Such penetration of lyrical subjectivity into the epic narrative is the most difficult to analyze, but at the same time the most interesting case of the synthesis of epic and lyrical beginnings. It is necessary to learn to see the lyrical intonation and the hidden lyrical hero in a text that is objectively epic at first glance. For example, in D. Kedrin's poem "Architects" there are no lyrical monologues as such, but the image of a lyrical hero can nevertheless be "reconstructed" - it manifests itself primarily in the lyrical excitement and solemnity of artistic speech, in a loving and sincere description of the church and its builders, in an emotionally rich final chord, redundant from the point of view of the plot, but necessary to create a lyrical experience. It can be said that the lyricism of the poem is manifested in the way a well-known historical story is told. There are also places in the text with special poetic tension, in these fragments the emotional intensity and the presence of the lyrical hero - the subject of the story - are especially clearly felt. For example:

And above all this shame
That church was
Like a bride!
And with his matting,
With a turquoise ring in my mouth
indecent girl
Stood at the Execution Ground
And wondering
Like a fairy tale
Looking at that beauty...
And then the sovereign
He ordered these architects to be blinded,
So that in his land
Church
There was one like this
So that in the Suzdal lands
And in the lands of Ryazan
And others
They didn't put up a better temple,
Than the Church of the Intercession!

Let us pay attention to the external ways of expressing lyrical intonation and subjective excitement - breaking the line into rhythmic segments, punctuation marks, etc.
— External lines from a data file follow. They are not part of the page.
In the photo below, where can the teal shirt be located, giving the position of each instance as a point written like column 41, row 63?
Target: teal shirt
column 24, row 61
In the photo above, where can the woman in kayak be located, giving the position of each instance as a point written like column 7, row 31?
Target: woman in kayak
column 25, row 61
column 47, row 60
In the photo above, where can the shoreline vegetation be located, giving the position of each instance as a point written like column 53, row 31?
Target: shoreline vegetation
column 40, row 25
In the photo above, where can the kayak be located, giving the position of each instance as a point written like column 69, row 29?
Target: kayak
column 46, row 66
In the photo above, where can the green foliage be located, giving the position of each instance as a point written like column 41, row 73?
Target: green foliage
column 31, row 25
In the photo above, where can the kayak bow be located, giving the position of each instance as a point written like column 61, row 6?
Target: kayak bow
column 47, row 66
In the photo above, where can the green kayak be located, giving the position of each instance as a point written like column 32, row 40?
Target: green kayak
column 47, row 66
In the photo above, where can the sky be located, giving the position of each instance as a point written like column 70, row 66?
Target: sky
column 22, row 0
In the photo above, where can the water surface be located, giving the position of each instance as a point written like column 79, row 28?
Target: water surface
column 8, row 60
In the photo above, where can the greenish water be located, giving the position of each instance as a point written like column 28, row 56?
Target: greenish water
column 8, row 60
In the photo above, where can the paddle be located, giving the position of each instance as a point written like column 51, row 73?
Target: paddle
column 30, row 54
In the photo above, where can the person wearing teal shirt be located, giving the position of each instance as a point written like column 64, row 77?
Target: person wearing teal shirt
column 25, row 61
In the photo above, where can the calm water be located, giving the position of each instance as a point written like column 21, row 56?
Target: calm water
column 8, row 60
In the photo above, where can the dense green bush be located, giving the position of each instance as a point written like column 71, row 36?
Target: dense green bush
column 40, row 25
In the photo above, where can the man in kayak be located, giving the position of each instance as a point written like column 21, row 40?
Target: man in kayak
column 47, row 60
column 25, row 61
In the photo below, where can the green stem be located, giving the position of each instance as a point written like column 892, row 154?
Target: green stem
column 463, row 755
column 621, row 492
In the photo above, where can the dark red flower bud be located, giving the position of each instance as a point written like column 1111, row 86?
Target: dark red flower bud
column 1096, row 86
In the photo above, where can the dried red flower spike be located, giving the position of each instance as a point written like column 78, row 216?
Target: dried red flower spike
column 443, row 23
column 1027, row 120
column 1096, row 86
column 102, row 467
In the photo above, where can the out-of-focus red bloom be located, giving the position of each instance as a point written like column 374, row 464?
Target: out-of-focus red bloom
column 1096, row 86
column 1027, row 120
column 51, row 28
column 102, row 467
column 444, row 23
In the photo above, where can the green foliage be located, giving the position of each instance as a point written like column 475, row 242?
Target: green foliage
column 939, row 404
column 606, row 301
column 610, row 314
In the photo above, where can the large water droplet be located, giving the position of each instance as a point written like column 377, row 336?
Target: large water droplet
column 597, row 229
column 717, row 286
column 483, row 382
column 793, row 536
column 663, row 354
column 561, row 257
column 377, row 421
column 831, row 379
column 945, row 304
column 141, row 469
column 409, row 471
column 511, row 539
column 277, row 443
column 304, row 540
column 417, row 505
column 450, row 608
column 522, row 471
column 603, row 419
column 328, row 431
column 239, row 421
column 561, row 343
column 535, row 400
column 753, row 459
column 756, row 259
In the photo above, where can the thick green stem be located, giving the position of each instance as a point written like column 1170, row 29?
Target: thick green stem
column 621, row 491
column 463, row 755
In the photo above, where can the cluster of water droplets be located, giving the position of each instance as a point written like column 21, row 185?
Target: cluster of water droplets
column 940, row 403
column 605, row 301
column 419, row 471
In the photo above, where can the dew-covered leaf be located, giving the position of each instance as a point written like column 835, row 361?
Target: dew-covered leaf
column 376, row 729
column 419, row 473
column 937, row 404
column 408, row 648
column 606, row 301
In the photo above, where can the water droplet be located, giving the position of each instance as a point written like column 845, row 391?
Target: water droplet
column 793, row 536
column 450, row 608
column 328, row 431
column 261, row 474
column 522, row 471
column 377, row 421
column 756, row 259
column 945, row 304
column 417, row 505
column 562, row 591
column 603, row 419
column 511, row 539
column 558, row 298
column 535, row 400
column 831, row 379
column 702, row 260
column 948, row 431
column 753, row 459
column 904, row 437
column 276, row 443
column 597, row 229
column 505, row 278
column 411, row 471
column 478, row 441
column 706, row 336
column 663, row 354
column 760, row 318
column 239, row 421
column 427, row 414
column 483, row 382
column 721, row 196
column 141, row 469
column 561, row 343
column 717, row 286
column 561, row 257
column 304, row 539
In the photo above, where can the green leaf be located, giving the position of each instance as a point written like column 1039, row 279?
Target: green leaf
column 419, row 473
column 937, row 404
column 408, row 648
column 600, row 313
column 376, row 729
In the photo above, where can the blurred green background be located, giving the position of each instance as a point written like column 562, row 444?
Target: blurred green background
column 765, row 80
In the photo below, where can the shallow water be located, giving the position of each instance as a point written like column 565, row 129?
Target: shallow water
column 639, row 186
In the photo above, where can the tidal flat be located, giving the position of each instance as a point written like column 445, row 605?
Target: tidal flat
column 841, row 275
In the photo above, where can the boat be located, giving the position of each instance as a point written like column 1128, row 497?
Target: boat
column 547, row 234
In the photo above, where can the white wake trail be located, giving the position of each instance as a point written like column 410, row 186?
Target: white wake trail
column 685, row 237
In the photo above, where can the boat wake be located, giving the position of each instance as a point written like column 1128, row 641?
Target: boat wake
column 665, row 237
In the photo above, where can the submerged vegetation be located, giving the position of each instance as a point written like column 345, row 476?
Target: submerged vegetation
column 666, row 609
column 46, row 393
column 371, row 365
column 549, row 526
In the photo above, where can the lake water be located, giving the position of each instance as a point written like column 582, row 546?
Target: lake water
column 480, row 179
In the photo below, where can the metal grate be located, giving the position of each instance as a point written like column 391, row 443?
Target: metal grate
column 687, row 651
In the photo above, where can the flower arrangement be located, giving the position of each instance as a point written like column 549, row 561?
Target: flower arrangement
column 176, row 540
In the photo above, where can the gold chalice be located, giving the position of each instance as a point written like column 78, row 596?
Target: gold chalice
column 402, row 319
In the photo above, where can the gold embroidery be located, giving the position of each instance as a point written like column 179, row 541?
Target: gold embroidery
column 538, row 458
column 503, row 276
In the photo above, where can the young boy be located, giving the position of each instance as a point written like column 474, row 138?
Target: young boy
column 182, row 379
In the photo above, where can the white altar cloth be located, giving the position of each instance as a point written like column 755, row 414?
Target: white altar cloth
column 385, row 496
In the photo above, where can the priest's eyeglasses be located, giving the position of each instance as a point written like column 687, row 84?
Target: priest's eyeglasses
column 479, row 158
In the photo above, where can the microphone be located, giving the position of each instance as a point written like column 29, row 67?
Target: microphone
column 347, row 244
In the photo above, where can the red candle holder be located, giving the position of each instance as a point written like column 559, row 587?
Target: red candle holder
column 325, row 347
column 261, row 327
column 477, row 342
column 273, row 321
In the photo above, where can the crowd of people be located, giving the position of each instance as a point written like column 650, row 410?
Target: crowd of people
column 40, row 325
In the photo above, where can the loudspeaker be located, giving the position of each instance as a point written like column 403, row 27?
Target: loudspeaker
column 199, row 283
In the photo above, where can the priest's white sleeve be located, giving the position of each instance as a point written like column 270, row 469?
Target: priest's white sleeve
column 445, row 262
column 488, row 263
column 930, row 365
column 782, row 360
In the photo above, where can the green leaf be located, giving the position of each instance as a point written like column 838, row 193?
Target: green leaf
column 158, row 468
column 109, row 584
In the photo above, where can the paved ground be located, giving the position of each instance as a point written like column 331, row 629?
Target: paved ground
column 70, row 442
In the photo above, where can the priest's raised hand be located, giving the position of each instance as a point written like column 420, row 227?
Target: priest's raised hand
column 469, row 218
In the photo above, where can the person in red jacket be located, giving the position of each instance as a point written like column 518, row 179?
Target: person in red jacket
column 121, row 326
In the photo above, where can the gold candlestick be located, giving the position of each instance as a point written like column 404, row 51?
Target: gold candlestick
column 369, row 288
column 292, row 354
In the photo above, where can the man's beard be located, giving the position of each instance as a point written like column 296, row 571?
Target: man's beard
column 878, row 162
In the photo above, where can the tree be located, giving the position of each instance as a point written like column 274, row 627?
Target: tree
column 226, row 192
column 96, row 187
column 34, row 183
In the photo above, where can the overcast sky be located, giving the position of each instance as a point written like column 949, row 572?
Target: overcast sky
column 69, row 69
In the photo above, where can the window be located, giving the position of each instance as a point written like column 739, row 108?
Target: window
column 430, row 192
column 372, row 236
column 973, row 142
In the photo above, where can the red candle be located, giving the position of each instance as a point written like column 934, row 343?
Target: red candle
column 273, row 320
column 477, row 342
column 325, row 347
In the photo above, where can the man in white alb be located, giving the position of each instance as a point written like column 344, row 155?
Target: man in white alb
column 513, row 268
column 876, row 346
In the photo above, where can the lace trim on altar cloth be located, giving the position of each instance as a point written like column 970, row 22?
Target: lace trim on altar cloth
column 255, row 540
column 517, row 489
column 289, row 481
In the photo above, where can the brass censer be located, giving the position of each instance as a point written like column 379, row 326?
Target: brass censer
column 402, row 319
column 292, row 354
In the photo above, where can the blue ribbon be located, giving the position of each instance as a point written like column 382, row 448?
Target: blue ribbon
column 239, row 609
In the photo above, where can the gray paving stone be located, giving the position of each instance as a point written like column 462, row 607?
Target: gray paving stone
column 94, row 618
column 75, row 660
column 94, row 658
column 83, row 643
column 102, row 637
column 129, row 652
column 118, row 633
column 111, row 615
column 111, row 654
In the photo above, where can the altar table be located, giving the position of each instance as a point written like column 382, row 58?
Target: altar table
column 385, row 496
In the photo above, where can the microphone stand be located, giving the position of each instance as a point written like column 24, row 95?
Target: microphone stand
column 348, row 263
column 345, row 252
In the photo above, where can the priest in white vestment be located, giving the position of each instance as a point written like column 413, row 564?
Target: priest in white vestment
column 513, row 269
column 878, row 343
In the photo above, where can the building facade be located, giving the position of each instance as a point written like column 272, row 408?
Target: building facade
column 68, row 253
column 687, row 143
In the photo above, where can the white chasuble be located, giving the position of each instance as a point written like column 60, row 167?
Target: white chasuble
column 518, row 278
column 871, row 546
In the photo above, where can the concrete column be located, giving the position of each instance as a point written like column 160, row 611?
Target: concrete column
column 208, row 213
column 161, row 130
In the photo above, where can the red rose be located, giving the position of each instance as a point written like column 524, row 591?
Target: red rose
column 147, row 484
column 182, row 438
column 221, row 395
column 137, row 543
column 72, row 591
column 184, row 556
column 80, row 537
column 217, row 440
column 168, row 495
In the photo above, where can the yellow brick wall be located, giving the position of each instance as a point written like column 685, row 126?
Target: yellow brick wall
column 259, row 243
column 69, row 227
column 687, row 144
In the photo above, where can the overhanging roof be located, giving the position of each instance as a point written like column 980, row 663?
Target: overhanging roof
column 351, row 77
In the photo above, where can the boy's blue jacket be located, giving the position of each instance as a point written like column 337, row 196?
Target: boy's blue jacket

We also note that the poem is written in a rather rare size - a five-foot anapaest - giving solemnity and depth to intonation. As a result, we have a lyrical story about an epic event.

Literary genres

The category of genre in the analysis of a work of art is somewhat less important than the category of gender, but in some cases, knowledge of the genre nature of a work can help in the analysis, indicate which aspects should be paid attention to. In literary criticism, genres are groups of works within literary genres, united by common formal, meaningful or functional features. It should be said right away that not all works have a clear genre nature. So, Pushkin's poem "On the hills of Georgia lies the darkness of the night ...", Lermontov's "The Prophet", plays by Chekhov and Gorky, "Vasily Terkin" by Tvardovsky and many other works are indefinable in the genre sense. But even in those cases where the genre can be defined quite unambiguously, such a definition does not always help the analysis, since genre structures are often identified by a secondary feature that does not create a special originality of content and form. This applies mainly to lyrical genres, such as elegy, ode, message, epigram, sonnet, etc. But still, sometimes the genre category matters, pointing to the content or formal dominant, some features of the problem, pathos, poetics.

In epic genres, it is primarily the opposition of genres in terms of their volume that matters. The established literary tradition here distinguishes the genres of a large (novel, epic) middle (story) and small (story) volume, however, in typology, the distinction between only two positions is real, since the story is not an independent genre, gravitating in practice either to the story (“Belkin’s Tale” by Pushkin) or to the novel (his own “ Captain's daughter"). But here the distinction between large and small volume seems essential, and above all for the analysis of a small genre - a story. Yu.N. Tynyanov rightly wrote: "The calculation for a large form is not the same as for a small one." The small volume of the story dictates the peculiar principles of poetics, specific artistic techniques. First of all, this is reflected in the properties of literary representation. The story is highly characteristic of the “economy mode”, it cannot have long descriptions, therefore it is characterized not by details-details, but by details-symbols, especially in the description of a landscape, portrait, interior. Such a detail acquires heightened expressiveness and, as a rule, refers to the creative imagination of the reader, suggests co-creation, conjecture. According to this principle, he built his descriptions, in particular, the master artistic detail Chekhov; let us recall, for example, his textbook depiction of a moonlit night: “In the descriptions of nature, one must grasp at small details, grouping them in such a way that after reading, when you close your eyes, a picture is given. For example, you will get a moonlit night if you write that on the mill dam a glass from a broken bottle flashed like a bright star and the black shadow of a dog or a wolf rolled in a ball ”(Letter to Al. P. Chekhov dated May 10, 1886). Here the details of the landscape are guessed by the reader based on the impression of one or two dominant symbolic details. The same thing happens in the field of psychologism: for the writer, it is important not so much to reflect the mental process in its entirety, but to recreate the leading emotional tone, the atmosphere of the hero’s inner life at the moment. The masters of such a psychological story were Maupassant, Chekhov, Gorky, Bunin, Hemingway and others.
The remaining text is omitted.